The approximately 100 year old family tree is richly branched, with his "second great niece" and many other family relationships for which he hasn’t yet found names. At its root are Heinrich Müggenborg and four of his brothers.

A visit to the farm of the forefathers in Oklahoma.  Ludger (far left) and his wife (back row, 3rd from left) were greeted by their American aunts, uncles, cousins for many degrees and their descendants.  Click to enlarge.

Heinrich emigrated in the year 1894 as a 19-year old.  From Weseke, he traveled to Antwerp.  Goal of his ship voyage: New York, the “Land of Opportunity.”  Next Heinrich struck out for Iowa, calling himself Henry and writing his surname Mueggenborg, without the umlaut.  In 1905 he moved to Oklahoma where he established himself as a farmer and with his wife Dora produced a large family.  Believe it or not, 800 Mueggenborgs exist today; not surprising the Weseke Müggenborgs much, as the results of the ancestry research was presented.  

Daniel Mueggenborg assembled the history of the Catholic family.  The American, who holds a position as Monsignor in Rome, published the "family directory" on the 100th anniversary of the [Mueggenborg] settlement in Oklahoma. 

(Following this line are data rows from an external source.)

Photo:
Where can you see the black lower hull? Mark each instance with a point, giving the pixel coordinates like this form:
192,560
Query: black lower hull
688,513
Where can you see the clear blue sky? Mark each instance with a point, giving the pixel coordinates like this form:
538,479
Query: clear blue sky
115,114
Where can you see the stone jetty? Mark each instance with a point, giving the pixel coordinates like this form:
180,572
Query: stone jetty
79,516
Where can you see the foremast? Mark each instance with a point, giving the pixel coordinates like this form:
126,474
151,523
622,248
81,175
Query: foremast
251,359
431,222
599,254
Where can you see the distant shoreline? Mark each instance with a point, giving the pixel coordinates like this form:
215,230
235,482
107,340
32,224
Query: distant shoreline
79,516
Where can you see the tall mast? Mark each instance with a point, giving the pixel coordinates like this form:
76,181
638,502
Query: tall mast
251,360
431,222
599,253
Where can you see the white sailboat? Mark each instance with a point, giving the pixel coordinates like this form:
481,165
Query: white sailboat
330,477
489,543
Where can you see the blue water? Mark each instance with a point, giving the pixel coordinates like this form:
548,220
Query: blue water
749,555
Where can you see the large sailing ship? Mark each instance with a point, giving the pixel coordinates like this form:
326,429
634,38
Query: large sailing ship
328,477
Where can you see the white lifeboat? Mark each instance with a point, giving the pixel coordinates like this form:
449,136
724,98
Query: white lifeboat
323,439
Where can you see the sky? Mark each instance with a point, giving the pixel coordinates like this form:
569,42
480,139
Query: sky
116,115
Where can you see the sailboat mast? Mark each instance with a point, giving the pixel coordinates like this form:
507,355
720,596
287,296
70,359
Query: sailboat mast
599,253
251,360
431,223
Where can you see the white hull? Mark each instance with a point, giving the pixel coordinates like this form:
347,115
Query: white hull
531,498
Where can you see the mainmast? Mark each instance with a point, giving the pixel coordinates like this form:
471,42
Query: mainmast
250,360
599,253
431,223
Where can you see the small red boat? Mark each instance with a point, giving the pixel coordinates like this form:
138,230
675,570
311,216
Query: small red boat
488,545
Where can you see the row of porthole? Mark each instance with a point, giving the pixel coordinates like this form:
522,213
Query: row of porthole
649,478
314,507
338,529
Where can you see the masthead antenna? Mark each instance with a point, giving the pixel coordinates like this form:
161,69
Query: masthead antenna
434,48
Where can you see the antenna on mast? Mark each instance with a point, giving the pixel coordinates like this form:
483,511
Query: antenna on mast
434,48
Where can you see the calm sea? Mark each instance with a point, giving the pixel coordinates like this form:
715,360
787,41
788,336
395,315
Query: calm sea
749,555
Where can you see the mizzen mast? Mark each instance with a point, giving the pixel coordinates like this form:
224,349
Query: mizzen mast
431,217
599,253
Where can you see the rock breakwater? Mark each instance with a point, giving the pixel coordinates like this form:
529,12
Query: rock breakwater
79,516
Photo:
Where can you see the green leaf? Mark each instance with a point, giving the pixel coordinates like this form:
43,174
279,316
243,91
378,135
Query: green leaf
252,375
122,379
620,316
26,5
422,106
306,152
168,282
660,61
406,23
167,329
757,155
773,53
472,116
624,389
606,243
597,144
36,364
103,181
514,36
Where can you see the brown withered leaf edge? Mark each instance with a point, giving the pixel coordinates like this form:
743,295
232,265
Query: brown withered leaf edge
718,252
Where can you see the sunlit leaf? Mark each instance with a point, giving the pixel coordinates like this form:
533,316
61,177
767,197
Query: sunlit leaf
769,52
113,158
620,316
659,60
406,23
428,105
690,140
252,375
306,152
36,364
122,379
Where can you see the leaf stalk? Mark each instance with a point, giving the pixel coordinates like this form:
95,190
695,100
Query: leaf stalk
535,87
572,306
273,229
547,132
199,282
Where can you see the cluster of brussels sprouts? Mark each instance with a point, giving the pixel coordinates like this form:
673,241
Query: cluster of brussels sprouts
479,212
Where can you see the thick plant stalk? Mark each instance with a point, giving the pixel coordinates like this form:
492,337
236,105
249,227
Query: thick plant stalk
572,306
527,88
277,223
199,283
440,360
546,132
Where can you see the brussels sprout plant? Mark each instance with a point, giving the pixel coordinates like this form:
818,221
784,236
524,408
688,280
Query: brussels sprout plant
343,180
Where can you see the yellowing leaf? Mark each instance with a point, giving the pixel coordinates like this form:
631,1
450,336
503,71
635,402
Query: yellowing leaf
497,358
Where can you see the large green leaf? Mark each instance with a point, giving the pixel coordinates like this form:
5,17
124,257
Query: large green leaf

               Welcome at the airport.   Click to enlarge

The ancestral seat is and remains the farm founded by Henry in Okarche, Kingfisher County.  "A tiny village in the flatlands, Weseke is big by comparison,” says Ludger Müggenborg of the area.  They met may times for Barbecues.  Making the rounds, the clan came together in the gymnasium with relatives from Iowa and the neighboring state of Texas.  Many Mueggenborgs are farmers.  “A few even have oil wells on their gigantic properties,” says Müggenborg with a smile.  Another member of the clan, Kay Mueggenborg advertises as a real estate agent in the local paper, ‘Kingfisher Times and Free Press.”  The family reunion was worth a detailed report. 

Again and again the Weseke guests experienced how much interest Americans have in their family history. “One even showed us a Tattoo with the name.  It went diagonally over his back", chuckled Ludger Müggenborg over a funny encounter. 

A souvenier from the US clan.   Click to enlarge

The Weseker had already experienced this curiosity over one’s roots in April.  24 US-Mueggenborgs were in "good old Germany" and visited the farm of Henrys father Josef that still exists today.  The guests from the new world tasted Schnapps from Kiepenkerl and beer made under the German purity laws. 

If we are ever in the States again, we want to bring along another couple of highlights, the Müggenborgs were thinking.  The three-day family reunion was ended with the huge contrast of a visit to the glitzy world of Las Vegas followed by a week in the rugged Rocky Mountains. 

Irmgard and Ludger Müggenborg left with great praise for his 23 year-old niece Eve Maria. “She had organized so much and helped us with interpreting.”  But with their own English training, too, the Weseker couple was quickly on the same wavelength as their American relatives.